Some of the external risks the BSP has identified include the trade war between China and the US, rising inflation expectation, oil price hike, and faster-than-expected rate hikes in the US.

Most of the financial system’s resources in the first half came from the banking system. Most of the funds were channeled to loans rather than investments.

The banks still prefer interest-based revenue and instruments with long maturities. It enables them to avoid market-to-market losses in a high-interest environment.

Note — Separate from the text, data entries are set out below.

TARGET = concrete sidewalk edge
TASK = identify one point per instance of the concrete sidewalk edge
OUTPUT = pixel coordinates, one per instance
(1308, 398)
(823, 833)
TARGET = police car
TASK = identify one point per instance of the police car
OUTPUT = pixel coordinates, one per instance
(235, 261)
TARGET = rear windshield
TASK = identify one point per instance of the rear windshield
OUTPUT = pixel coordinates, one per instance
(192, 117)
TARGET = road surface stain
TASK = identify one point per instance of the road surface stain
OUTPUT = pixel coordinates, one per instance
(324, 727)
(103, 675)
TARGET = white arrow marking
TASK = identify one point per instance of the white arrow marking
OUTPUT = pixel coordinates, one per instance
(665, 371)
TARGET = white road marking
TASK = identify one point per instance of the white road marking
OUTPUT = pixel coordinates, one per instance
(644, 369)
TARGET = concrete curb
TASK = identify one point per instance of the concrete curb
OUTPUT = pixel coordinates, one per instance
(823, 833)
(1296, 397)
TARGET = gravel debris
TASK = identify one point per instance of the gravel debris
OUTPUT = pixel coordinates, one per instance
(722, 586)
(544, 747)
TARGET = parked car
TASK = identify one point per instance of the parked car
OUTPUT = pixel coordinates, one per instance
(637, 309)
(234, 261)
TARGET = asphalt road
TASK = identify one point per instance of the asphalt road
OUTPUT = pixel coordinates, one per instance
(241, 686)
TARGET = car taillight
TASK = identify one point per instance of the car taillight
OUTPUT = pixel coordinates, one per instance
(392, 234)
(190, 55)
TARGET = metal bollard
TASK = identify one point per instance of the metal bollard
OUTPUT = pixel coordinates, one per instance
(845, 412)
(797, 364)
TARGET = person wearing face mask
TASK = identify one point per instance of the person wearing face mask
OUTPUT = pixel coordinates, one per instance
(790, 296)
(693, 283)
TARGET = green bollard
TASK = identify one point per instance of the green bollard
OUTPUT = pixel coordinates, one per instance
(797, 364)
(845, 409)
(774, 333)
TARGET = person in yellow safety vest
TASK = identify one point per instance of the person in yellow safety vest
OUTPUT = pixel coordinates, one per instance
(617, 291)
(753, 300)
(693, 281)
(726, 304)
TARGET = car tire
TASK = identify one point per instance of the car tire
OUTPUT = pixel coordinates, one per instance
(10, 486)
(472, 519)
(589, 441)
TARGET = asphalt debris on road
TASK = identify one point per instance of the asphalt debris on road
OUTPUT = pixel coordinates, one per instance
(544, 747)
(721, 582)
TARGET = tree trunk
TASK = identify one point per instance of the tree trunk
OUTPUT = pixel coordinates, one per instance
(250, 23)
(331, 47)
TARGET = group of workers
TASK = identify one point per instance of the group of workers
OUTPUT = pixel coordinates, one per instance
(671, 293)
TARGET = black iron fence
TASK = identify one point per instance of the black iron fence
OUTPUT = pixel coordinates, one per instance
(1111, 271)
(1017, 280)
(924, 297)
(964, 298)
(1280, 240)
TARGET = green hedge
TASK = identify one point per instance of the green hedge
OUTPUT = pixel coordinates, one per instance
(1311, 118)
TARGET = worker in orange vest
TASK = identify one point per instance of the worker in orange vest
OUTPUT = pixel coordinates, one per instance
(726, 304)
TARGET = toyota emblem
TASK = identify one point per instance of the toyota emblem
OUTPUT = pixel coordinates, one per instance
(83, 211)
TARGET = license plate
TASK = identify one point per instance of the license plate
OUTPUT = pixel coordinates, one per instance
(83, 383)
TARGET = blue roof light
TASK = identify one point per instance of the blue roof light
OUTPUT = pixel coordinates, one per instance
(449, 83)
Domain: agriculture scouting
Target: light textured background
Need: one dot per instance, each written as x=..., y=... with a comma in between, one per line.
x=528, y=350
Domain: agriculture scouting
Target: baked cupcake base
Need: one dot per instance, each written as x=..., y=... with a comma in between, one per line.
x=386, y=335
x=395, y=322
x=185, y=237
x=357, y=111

Core lending for the first six months grew by 16.70 percent. These lending were mostly allocated to wholesale trade, household, real estate, manufacturing, and utilities.

Most banks have a good capital adequacy ratio, averaging at 15.20 percent.

This figure is above the minimum requirement of the BSP at 10 percent, and the 8 percent requirement by the Basel 3. It shows that banks are prepared to withstand shocks in their balance sheets.

A Possible Higher Low

The index bounced after three consecutive days of red candles. The moving averages still aligned bearishly with the 15 EMA and 20 SMA as immediate resistance.

A possible higher low is now in place. Should a higher high be recorded, this may show that an uptrend may start.

Moreover, MACD is bullish. RSI is also bullish but is currently at neutral levels.

Estimated support is at 6988 followed by 6878. Expected resistance is at 7143.